In actual painting qualities Giotto is as far ahead of his predecessors as in his manner of presentation. Plausibility as we have said, takes the place of decorative conventions. The bed is solid, there is no danger of some one brushing by it and taking off a leg. The banner below the cross sags in the most natural manner. The friars are not manikins cast in a mold with one set of features and one fixed facial expression, but are individual humans, gesturing each in his own way, their bodies bent into different positions. Even in the figures kneeling before the bier, the artist has bothered to show how feet may be caught in long gowns.
Significance and plausibility are not the extent of his innovations. His color is also his own. Instead of the areas of gold, the brilliant deep reds and blues of Oriental design, he preferred to paint his pictures in a light, harmonious palette. Nature, at least in Italy, did not reveal itself to him in brilliant deep colors.
He also discarded the proportions of the Primitives. We see in this Death o f Saint Francis men of normal build, much better looking than the short, large-headed types generally depicted. The young friars are even handsome. This alone was a departure from custom.
More important than all these changes is Giotto's discovery of the means of expressing form. By a subtle, masterful use of light and shade, he attained a volume and a solidity since unsurpassed. His figures and surfaces are sculptural. He omitted the many details that would encroach upon the simplicity of his forms, as he would if he were carving them from rock. There is a ponderableness to all his figures. To see how simply he realized this quality of form, let us look carefully at a head of Christ in the famous fresco at Padua (Fig.17). The eyes are in their sockets. The nose comes forward. The forehead is round. There are millions of portraits more clever in brushwork, more luscious in color, but how many of them possess this elementary form? Add to this the poetic conception of Christ, and we see the reasons for Giotto's supreme position in the history of early Italian art.

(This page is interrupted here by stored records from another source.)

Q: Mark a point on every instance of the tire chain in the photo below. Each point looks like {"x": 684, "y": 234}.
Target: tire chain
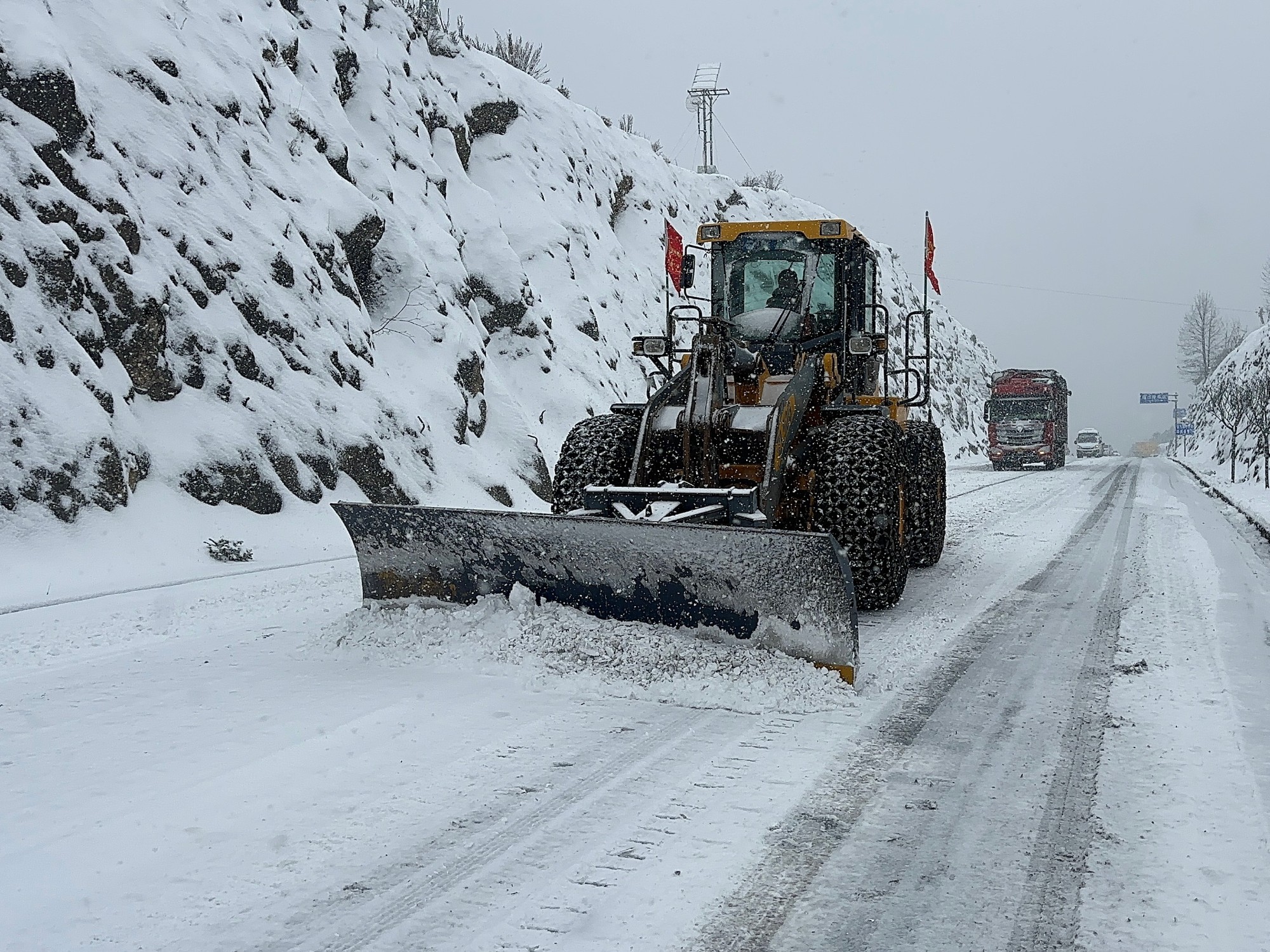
{"x": 859, "y": 474}
{"x": 926, "y": 494}
{"x": 599, "y": 451}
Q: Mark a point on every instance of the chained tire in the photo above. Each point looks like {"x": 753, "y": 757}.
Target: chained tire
{"x": 598, "y": 453}
{"x": 925, "y": 494}
{"x": 857, "y": 497}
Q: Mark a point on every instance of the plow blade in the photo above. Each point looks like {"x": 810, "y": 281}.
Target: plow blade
{"x": 791, "y": 590}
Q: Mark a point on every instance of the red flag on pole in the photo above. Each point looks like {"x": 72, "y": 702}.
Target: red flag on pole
{"x": 930, "y": 257}
{"x": 675, "y": 257}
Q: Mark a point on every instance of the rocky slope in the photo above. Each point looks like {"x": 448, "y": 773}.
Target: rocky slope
{"x": 250, "y": 247}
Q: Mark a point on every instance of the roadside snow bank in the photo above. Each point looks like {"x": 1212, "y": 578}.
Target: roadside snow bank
{"x": 566, "y": 649}
{"x": 250, "y": 247}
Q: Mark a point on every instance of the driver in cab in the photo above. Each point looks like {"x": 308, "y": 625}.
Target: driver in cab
{"x": 788, "y": 293}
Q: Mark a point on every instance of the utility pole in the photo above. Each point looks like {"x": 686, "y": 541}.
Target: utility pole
{"x": 702, "y": 98}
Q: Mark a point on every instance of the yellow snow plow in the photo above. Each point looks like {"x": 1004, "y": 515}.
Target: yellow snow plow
{"x": 772, "y": 482}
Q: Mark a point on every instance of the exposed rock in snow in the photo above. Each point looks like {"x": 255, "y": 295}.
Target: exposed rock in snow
{"x": 246, "y": 247}
{"x": 1212, "y": 441}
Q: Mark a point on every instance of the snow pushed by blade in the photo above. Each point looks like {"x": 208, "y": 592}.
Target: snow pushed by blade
{"x": 565, "y": 649}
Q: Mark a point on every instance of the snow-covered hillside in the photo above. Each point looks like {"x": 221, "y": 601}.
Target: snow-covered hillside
{"x": 250, "y": 247}
{"x": 1212, "y": 450}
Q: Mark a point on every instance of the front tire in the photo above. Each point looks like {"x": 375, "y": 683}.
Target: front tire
{"x": 857, "y": 497}
{"x": 598, "y": 453}
{"x": 925, "y": 494}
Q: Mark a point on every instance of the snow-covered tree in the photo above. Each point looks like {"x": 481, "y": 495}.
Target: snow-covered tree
{"x": 1205, "y": 340}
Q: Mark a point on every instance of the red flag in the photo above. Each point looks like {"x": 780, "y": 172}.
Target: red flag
{"x": 930, "y": 257}
{"x": 674, "y": 257}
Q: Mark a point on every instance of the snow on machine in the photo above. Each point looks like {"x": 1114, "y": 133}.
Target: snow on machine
{"x": 773, "y": 483}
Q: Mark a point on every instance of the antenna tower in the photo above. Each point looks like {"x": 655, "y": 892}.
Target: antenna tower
{"x": 702, "y": 98}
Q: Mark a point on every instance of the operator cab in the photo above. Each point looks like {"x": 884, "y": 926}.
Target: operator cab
{"x": 792, "y": 289}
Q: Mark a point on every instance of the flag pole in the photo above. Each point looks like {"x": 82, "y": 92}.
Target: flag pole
{"x": 926, "y": 281}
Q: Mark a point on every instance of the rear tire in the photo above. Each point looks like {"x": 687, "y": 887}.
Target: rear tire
{"x": 598, "y": 453}
{"x": 857, "y": 498}
{"x": 925, "y": 494}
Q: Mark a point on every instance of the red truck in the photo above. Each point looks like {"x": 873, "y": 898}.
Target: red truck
{"x": 1027, "y": 414}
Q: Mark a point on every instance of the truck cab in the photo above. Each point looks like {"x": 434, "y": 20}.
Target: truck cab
{"x": 1027, "y": 416}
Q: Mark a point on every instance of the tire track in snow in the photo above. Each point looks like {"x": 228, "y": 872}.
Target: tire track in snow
{"x": 439, "y": 869}
{"x": 799, "y": 847}
{"x": 1050, "y": 915}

It was a hundred years after him that a painter appeared who showed talent of as high an order, and who profited by the lessons of the great Florentine. This man was Massaccio. He gave the movement toward the Renaissance an added push by his attention to the problems of figure painting and his complete orientation from the naive and severe art of the Primitives. But before going on to the new era we may tarry to look at the work of the last of the great Primitives, Fra Beato Angelico.
He is still the religious mystic. It is told of him that he prayed each time before he commenced a painting; that when he depicted the trials of Christ he would be overcome by his tears, and be compelled to leave off working. He was renowned for his goodness and kindness of heart. He was one of the last Christians of the old school who were being fast displaced by converts to the pagan Christianity of gorgeous ritual and pomp.
Looking at his Flight into Egypt, we are struck with the swirling composition of the landscape. It imparts an emotional, subjective atmosphere to the painting. The whole canvas from the rigid unnatural little trees to the decorative grasses in the foreground is unrealistic, the product of a visionary mystic. The scene is not in nature but in the mind. It is truly primitive in feeling, aspiring to God, humble and naive. The faces of the Madonna and Child are perhaps too sweet and angelic, but otherwise there. is an honesty in the painting of the forms, of the animal and of the humans, equally as fine as Giotto's. There is less of the dramatic here than in Giotto's work, but greater emotional intensity, more the painting of the heart. Critics have called it sentimental, but it seems to us the consummation of Primitive art.